Description of problem: authentication operator degraded during 4.7.13 to 4.7.16 update on fast channel with error "cannot remove '/etc/pki/ca-trust/extracted/pem/tls-ca-bundle.pem': Permission denied" on authentication pod. Version-Release number of selected component (if applicable): 4.7.16 How reproducible: Customer has two cluster, got same issue on both. Steps to Reproduce: 1. Setup cluster 4.7.13 on Azure via IPI 2. Installed datadog via helm chart 3. Try to upgrade the cluster to 4.7.16 via fast channel 4.7 4. During upgrade authentication operator went into degraded state. 5. Further checking in authentication operator pods, found that annotation of got changed to openshift.io/scc : datadog-cluster-agent. 6. Thus giving error "cannot remove '/etc/pki/ca-trust/extracted/pem/tls-ca-bundle.pem': Permission denied" Actual results: SCC is getting changed automatically from anyuid to datadog-cluster-agent Expected results: SCC should not be changed from anyuid to datadog-cluster-agent Additional info: After changing scc to anyuid manually, cluster upgrade went successful. Customer never changed the scc of authentication operator.
Please provide a must-gather so we can investigate. From your description it appears that the datadog helm charm installs an SCC named "datadog-cluster-agent" with higher priority than anyuid.
Hello Team, Must-gather is heavier in size than allowed (109MB, 19MB is allowed). "02965667" is the case number if you can pull directly. Yes, I also suspect the same regarding the priority but that has been installed by default.

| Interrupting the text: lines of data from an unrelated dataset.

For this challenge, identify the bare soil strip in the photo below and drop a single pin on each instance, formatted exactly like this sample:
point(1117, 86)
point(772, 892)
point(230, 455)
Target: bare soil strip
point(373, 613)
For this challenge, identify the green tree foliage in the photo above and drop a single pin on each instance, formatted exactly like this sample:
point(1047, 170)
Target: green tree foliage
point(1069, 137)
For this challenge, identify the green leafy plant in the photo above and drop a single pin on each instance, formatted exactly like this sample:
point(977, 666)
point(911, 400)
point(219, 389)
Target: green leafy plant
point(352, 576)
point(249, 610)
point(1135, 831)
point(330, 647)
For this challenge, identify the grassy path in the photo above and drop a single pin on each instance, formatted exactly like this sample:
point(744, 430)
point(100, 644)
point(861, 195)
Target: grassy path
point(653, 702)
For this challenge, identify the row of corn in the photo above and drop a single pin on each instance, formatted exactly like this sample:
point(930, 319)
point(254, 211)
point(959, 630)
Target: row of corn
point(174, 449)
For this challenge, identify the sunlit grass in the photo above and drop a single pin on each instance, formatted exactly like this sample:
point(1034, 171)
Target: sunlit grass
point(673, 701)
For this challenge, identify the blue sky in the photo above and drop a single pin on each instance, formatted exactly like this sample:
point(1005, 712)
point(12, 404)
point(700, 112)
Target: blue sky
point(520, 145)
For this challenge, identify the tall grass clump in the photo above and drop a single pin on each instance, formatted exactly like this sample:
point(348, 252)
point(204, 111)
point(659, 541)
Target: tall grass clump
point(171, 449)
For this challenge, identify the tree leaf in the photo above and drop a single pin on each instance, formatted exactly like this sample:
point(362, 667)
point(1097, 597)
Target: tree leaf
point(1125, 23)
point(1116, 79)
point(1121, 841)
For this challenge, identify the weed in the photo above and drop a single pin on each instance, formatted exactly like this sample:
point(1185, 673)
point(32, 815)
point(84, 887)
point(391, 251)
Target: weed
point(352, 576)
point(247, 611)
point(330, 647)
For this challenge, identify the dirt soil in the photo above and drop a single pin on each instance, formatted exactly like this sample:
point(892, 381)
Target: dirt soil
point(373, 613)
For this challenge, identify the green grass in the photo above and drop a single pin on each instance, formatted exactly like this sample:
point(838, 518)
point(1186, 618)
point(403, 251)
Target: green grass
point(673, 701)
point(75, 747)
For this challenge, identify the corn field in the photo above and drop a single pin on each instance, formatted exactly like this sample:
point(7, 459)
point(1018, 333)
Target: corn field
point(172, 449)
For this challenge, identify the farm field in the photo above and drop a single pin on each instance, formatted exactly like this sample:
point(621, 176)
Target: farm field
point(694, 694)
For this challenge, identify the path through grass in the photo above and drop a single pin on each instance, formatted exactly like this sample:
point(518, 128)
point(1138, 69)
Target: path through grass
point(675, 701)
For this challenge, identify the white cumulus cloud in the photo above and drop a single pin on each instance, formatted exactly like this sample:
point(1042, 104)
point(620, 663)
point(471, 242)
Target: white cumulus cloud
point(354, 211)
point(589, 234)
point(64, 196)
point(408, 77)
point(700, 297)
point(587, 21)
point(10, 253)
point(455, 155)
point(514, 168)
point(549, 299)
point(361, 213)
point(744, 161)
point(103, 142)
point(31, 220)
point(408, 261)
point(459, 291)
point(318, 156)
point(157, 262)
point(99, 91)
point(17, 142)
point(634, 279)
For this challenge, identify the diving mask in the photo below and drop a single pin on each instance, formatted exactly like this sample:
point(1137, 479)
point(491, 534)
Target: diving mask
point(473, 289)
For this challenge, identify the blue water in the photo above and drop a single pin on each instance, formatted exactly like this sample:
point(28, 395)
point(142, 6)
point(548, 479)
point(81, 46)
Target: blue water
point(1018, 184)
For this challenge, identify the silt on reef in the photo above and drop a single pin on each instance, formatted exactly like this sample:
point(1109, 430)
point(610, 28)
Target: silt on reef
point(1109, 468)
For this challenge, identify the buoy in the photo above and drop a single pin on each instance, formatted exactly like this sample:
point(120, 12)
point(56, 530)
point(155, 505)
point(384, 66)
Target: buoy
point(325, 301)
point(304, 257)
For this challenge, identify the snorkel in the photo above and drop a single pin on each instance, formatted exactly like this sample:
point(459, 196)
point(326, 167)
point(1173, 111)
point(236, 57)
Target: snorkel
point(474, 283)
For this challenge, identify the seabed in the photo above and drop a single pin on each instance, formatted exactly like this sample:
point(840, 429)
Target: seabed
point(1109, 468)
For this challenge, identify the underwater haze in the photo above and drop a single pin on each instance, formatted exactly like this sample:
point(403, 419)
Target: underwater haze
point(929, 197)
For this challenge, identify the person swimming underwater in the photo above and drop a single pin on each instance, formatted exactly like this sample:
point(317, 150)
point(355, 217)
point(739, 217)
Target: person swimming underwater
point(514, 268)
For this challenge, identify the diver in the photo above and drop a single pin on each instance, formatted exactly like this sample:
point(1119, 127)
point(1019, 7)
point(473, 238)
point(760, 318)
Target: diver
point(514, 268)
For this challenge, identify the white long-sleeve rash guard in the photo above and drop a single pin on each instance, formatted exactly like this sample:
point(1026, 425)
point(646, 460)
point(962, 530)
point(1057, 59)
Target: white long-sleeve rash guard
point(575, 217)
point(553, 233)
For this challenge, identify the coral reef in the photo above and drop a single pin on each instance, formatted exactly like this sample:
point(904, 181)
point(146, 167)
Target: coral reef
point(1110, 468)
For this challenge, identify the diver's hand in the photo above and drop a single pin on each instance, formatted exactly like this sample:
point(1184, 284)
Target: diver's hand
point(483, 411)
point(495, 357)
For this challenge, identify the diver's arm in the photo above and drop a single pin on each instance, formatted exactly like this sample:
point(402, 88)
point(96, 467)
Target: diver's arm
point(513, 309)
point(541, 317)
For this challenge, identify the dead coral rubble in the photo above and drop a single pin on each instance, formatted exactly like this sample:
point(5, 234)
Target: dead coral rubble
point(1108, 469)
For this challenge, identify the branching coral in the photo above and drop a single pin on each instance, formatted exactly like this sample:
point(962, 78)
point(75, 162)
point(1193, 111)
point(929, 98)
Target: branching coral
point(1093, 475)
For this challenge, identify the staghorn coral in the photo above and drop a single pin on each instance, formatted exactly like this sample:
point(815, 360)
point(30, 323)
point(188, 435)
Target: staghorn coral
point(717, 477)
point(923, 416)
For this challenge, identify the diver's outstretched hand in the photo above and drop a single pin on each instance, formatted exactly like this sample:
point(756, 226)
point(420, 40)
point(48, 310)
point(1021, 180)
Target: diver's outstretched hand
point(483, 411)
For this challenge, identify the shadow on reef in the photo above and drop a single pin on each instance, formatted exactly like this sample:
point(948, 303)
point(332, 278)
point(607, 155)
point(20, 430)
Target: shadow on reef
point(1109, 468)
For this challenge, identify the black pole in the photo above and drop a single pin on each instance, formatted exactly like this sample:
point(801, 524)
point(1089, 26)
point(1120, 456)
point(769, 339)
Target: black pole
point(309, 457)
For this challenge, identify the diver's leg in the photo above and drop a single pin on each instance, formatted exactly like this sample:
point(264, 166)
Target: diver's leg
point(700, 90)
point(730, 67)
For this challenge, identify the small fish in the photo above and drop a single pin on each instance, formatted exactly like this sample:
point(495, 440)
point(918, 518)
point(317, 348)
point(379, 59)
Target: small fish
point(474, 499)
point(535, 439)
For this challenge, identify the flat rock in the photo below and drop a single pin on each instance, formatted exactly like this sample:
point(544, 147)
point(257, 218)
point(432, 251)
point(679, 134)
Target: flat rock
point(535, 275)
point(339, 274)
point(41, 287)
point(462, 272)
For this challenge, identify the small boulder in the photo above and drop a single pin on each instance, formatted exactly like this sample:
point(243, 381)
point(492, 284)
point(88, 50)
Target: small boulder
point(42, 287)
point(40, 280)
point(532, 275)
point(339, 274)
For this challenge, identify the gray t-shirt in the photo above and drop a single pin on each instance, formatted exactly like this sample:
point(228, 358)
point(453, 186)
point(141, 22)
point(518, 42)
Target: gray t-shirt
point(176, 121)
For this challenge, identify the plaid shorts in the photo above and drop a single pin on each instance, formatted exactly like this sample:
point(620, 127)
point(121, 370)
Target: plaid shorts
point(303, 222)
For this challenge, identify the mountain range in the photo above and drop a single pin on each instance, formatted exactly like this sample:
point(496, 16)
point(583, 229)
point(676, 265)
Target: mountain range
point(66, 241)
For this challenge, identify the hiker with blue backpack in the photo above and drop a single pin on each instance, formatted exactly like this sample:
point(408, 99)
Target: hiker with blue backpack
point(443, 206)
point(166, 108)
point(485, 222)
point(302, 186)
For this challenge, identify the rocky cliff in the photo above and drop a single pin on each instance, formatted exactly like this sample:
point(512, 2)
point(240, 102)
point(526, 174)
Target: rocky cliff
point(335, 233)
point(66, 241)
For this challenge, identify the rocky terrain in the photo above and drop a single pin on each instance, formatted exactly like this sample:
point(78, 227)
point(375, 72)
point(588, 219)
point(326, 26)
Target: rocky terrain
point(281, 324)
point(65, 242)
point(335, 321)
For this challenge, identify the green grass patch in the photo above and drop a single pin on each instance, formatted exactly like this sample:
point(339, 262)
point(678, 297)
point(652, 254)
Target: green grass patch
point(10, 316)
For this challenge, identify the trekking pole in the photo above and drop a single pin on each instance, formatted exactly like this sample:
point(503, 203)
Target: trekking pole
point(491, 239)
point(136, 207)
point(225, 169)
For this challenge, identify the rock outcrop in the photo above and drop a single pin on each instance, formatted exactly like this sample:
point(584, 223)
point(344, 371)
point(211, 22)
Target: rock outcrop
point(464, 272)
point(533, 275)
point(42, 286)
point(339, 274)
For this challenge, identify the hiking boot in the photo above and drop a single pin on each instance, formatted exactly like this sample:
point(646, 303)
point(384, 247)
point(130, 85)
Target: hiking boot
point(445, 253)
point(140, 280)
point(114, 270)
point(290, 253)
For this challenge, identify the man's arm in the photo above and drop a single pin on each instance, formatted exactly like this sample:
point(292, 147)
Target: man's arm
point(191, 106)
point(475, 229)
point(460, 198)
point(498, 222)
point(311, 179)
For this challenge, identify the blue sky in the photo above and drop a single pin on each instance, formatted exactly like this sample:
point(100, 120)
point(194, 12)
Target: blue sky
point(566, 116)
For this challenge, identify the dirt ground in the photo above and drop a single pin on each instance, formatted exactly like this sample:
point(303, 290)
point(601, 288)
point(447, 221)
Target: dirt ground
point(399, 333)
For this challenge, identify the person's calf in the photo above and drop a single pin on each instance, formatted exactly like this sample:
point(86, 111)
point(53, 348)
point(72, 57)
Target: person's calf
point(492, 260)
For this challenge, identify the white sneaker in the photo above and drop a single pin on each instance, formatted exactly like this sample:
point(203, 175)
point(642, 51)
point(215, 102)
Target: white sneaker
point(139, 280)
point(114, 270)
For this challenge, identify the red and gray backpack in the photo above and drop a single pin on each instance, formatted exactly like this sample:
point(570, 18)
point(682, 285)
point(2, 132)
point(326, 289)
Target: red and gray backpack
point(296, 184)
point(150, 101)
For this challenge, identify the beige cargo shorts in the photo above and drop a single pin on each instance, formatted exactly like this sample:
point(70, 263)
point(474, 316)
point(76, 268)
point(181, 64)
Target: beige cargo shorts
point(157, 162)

Another case with same issue "02963656"
Just (In reply to Sergiusz Urbaniak from comment #1) > Please provide a must-gather so we can investigate. > > From your description it appears that the datadog helm charm installs an SCC > named "datadog-cluster-agent" with higher priority than anyuid. Just wanted to check, is there any progress on this? BR Pawan Kumar
(In reply to Sergiusz Urbaniak from comment #1) > Please provide a must-gather so we can investigate. > > From your description it appears that the datadog helm charm installs an SCC > named "datadog-cluster-agent" with higher priority than anyuid. Hello Team, May I seek an update on this? Regards, Pawan Kumar
(In reply to Sergiusz Urbaniak from comment #1) > Please provide a must-gather so we can investigate. > > From your description it appears that the datadog helm charm installs an SCC > named "datadog-cluster-agent" with higher priority than anyuid. Hello Team, Is there any progress on this? BR Pawan
(In reply to Sergiusz Urbaniak from comment #1) > Please provide a must-gather so we can investigate. > > From your description it appears that the datadog helm charm installs an SCC > named "datadog-cluster-agent" with higher priority than anyuid. Hello Team, Any further update on this? BR, Pawan
(In reply to Sergiusz Urbaniak from comment #1) > Please provide a must-gather so we can investigate. > > From your description it appears that the datadog helm charm installs an SCC > named "datadog-cluster-agent" with higher priority than anyuid. Hello Team, Customer is waiting on this from around 7 weeks, can we have an update on this please. Either positive or negative, atleast give us an update. Regards Pawan
Hello, I just linked another customer case. They are seeing this issue when upgrading from 4.6.36 to 4.6.39.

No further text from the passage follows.